DHANAPATI tersuruk, melangkah limbung. Sekujur tubuhnya terasa sakit. Sakit yang perih menusuk. Berdenyut berirama, irama kematian.
Dhanapati menggigit bibirnya. Sakit di sekujur tubuhnya tak sebanding dengan sakit di hati. Dia menggigil.
Tak ada yang lebih menyakitkan dibanding dikhianati teman sendiri. Dikhianati oleh mereka yang selama ini dianggap sebagai saudara sejiwa. Senasib sepenanggungan.
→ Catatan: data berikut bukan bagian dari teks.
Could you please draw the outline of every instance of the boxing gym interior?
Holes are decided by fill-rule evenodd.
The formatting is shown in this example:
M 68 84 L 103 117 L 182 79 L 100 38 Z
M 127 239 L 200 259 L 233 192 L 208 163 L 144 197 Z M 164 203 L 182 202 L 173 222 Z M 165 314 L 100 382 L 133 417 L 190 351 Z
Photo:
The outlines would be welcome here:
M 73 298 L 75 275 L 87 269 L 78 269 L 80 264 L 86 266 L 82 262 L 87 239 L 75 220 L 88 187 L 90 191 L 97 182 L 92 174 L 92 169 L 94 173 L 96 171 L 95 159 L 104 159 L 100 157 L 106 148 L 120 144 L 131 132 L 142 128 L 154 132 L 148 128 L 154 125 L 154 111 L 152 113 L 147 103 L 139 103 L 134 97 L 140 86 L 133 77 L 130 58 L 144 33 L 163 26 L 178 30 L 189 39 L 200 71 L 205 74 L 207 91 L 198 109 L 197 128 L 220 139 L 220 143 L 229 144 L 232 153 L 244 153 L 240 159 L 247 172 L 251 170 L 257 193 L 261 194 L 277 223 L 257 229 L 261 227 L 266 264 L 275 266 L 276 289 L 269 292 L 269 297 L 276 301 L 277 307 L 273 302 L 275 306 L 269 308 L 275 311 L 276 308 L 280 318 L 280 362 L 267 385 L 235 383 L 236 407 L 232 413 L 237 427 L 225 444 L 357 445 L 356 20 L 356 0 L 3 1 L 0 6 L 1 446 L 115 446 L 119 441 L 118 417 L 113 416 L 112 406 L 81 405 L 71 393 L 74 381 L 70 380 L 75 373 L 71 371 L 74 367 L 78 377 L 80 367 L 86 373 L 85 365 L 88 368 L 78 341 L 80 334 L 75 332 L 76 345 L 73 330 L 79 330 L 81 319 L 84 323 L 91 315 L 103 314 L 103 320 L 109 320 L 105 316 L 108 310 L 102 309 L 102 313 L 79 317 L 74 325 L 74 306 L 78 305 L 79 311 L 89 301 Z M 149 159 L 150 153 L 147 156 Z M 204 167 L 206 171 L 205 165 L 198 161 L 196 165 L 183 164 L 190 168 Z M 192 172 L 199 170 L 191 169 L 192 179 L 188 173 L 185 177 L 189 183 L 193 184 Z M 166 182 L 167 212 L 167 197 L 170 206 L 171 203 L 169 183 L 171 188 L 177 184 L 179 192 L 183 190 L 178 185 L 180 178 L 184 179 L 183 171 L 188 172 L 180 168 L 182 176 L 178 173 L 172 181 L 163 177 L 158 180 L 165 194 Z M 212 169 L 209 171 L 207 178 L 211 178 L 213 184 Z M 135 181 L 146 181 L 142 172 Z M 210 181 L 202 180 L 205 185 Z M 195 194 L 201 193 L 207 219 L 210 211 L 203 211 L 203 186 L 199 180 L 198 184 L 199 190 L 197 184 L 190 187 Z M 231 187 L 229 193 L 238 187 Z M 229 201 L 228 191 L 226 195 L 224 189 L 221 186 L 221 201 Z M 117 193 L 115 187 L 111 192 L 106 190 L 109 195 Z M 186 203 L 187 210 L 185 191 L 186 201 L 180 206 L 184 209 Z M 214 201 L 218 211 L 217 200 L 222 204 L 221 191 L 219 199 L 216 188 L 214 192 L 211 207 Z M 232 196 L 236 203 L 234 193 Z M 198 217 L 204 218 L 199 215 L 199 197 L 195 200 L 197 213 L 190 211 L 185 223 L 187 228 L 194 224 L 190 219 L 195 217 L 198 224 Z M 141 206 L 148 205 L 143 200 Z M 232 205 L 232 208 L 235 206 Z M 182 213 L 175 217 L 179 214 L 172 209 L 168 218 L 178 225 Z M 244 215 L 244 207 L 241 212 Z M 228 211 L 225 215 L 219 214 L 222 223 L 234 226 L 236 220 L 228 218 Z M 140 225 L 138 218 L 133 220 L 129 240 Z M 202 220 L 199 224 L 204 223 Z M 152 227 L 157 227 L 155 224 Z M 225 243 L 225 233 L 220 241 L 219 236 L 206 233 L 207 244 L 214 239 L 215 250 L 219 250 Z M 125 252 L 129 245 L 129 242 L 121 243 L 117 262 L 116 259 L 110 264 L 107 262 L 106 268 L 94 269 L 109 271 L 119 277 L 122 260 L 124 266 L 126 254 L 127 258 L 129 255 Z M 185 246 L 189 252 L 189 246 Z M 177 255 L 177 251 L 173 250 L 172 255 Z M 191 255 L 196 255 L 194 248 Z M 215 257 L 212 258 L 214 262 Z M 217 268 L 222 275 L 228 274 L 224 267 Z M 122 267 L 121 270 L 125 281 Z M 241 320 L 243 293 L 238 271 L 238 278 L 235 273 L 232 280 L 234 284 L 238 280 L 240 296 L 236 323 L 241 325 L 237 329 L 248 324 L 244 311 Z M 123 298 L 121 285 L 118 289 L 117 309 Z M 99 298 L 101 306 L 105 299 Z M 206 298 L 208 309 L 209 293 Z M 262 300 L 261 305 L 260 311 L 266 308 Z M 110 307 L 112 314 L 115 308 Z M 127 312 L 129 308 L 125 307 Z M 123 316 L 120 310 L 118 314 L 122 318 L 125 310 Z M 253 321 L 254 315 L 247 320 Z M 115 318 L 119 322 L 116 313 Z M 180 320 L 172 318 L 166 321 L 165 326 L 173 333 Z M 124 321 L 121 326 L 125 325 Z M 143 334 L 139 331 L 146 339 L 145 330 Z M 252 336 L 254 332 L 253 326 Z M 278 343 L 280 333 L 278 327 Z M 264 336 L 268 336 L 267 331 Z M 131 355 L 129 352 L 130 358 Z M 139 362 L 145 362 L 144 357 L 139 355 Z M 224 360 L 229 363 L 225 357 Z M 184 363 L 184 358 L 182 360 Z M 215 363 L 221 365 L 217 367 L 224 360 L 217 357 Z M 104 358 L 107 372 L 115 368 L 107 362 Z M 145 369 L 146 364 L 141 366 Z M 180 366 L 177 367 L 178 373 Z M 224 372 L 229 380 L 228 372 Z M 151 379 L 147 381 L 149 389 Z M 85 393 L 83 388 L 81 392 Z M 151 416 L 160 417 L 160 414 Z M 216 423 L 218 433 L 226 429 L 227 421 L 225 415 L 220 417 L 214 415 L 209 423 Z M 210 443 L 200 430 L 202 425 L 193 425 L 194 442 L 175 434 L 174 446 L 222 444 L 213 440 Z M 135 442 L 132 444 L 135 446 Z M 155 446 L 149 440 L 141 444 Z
Awalnya dia merasa heran melihat mantan rekannya dari Bhayangkara Biru mendatangi Dukuh Weru, tempatnya menetap selang satu setengah tahun terakhir. Mereka datang lengkap. Bahkan Bhagawan Buriswara, pemimpin Bhayangkara Biru yang biasanya jarang meninggalkan keraton juga ikut serta.
Semula Dhanapati mengira rekan-rekannya datang untuk mengucapkan selamat atas pernikahannya, dan ikut gembira dengan kelahiran bayi laki-lakinya.
Namun perkiraan Dhanapati keliru. Sangat keliru.
Mereka, saudara-saudaranya ternyata datang membawa maut. Mereka datang untuk menghukum!!
***
AKU tercengang.
Lalu menimbang- nimbang.
Berpikir, bahwa jangan- jangan aku telah membuat keputusan yang salah.